Fédor dit, en voyant passer son beau-frère en uniforme de grande tenue devant la porte-fenêtre donnant sur la terrasse :

— Tu n’as pas idée comme j’ai de la peine à admettre ici cet uniforme de nos ennemis.

— L’homme qui le porte est devenu notre frère, répondit Boris, conciliant. Nous avons toujours désiré que Mariska se marie pour continuer notre famille. Elle a choisi cet homme, elle l’aime ; il est loyal et bon, il la rendra heureuse ; nous devons l’aimer aussi.

Georges entrait :

— Asseyez-vous, dit Boris, restez encore un peu avant de nous enlever notre rayon de soleil. J’espère que vous laisserez Mariska nous écrire tous les jours.

— Mariska fera tout ce qu’elle voudra. Après notre séjour chez mon père, puisqu’il n’a pu venir jusqu’ici, nous reviendrons vous retrouver aux Îles.

— J’en serai content, approuva Boris. Vous connaîtrez notre bonne tante Hilda.

— Est-ce que vous partez toujours pour Arétow, Fédor ? demanda Georges.
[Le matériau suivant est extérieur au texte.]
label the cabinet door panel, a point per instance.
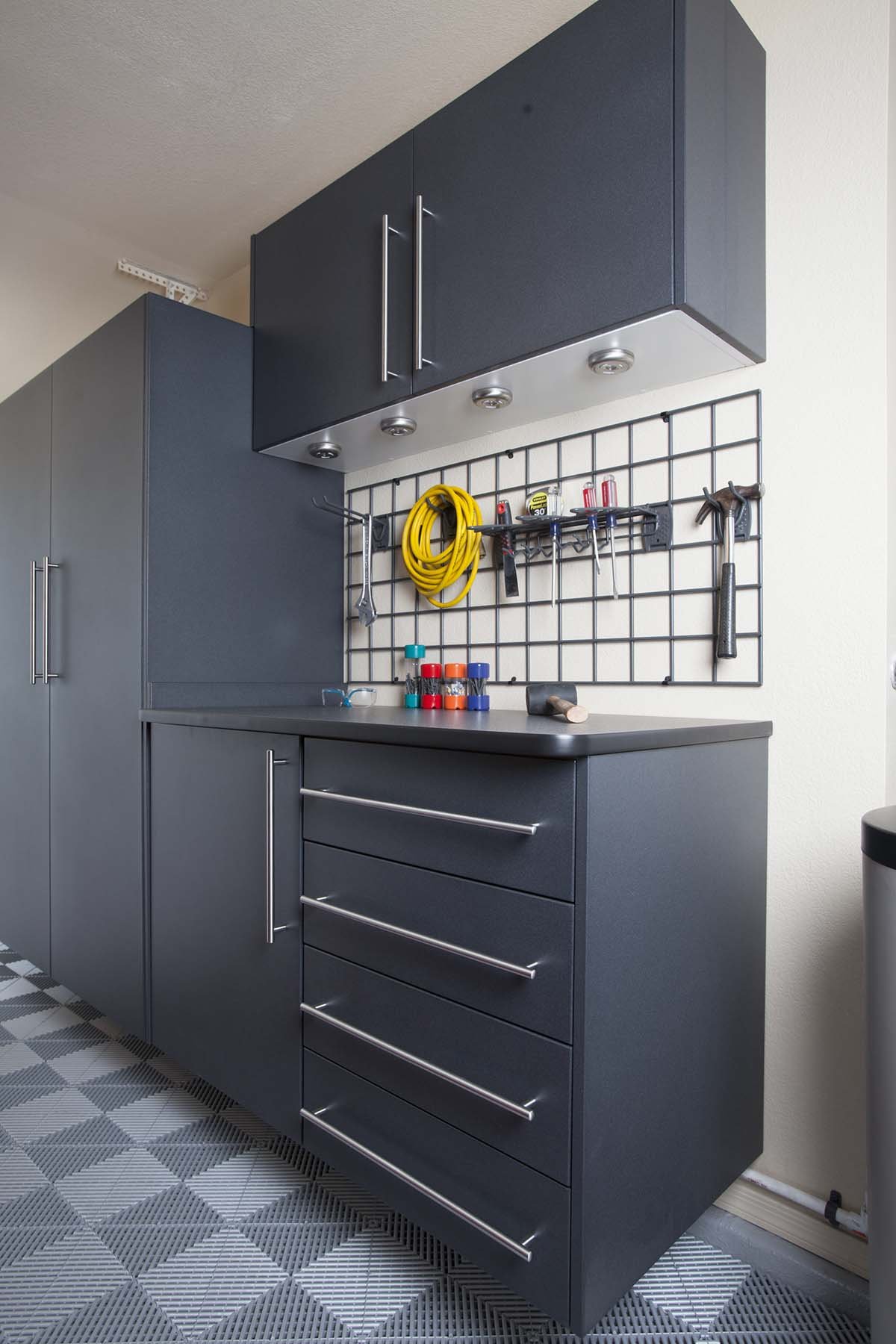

— Certainement. Si je ne trouvais ridicule de prendre le même train que vous, je filerais dès ce soir.

Georges sourit :

— Écoutez, dit-il, je vais vous confier un secret, un projet que j’arrange clandestinement.

— Allons…

— Prenez ce train si cela vous convient… vous ne nous y rencontrerez pas.

— Vous avez changé d’avis ?

— Très peu. Seulement, je préfère attendre le départ de demain, laisser croire à tous que nous sommes loin et nous isoler tout simplement chez moi… Après cette journée de représentation entreprendre un voyage de nuit, ne pensez-vous pas que notre chère petite Mariska pourrait être fatiguée ?

Fédor rougit légèrement.

— Agissez comme bon vous semble, Georges ; j’ai une entière confiance en vous. Vous avez assez de délicatesse et de cœur pour comprendre à quel point la femme que nous vous avons donnée est sensitive, naïve et bonne.
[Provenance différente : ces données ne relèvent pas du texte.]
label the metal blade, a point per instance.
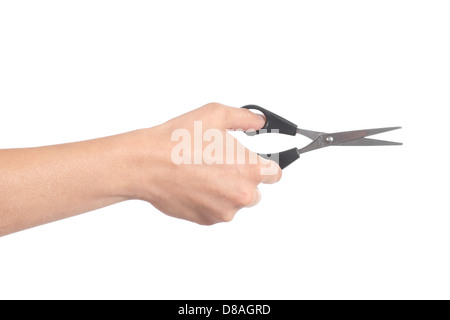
(355, 138)
(369, 142)
(342, 137)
— Je le sais, et je puis vous assurer de tout mon cœur que mon affection saura entourer ma chère femme de soins et d’égards. Je vous en prie, soyez sans inquiétude.

Boris tendit la main à son beau-frère. Il avait les larmes aux yeux.

— C’est notre enfant, dit-il, nous l’avons élevée ; elle n’a presque pas eu, la pauvre mignonne, d’autres caresses que les nôtres, puisque nos parents n’étaient plus.

— Ne rappelez pas de choses tristes, Boris.

— Il s’en mêle à tous les bonheurs, mon ami.

— Quelle vérité ! fit Georges. Croiriez-vous que ce matin, à mon réveil, j’ai failli pleurer, si je ne m’étais pas raidi…

— Vous avez eu une mauvaise nouvelle ?

— Oui, hélas ! et toujours ces nouvelles m’arrivent quand je me propose d’être heureux.

— N’y pensez plus.

— J’y pense malgré moi, et parce que cette superbe peau de lion que voilà à vos pieds me le rappelle et me donne un frisson…

— Auriez-vous appris la mort d’un lion ? fit Boris en souriant.

— J’ai appris qu’un camarade, un ancien compagnon d’armes avait été dévoré en Afrique par une bête féroce.

— Comment avez-vous appris cela ? dit Fédor intéressé.

— Par une lettre reçue ce matin d’Arétow, d’un ami commun.

Les deux frères s’étaient regardés, une même question aux lèvres.

Georges continuait, emporté par ses souvenirs — ou peut-être par la fatalité…

— J’ai été d’autant plus impressionné que c’est le cinquième de mes anciens compagnons d’armes, de ceux avec lesquels j’ai fait toute la guerre de Kouranie, qui meurt d’une manière tragique.

Fédor, à ces mots, avait violemment tressailli.

Boris s’était levé, un peu de pâleur aux tempes.

— Qu’avez-vous ? fit Georges surpris.

— Le cinquième, dites-vous ?

— Oui.

— Comment s’appelait cet ami, le dernier ?

— Yvan Orankeff.

Fédor porta la main à son front en un geste désespéré.

— Mais que vous prend-il ?

— Mon Dieu !… et vos cinq compagnons, morts d’une manière terrible, étaient…

— En quoi cela peut-il vous intéresser ?

— Plût au ciel que cela ne m’intéressât pas !

Boris, livide, était retombé dans son fauteuil.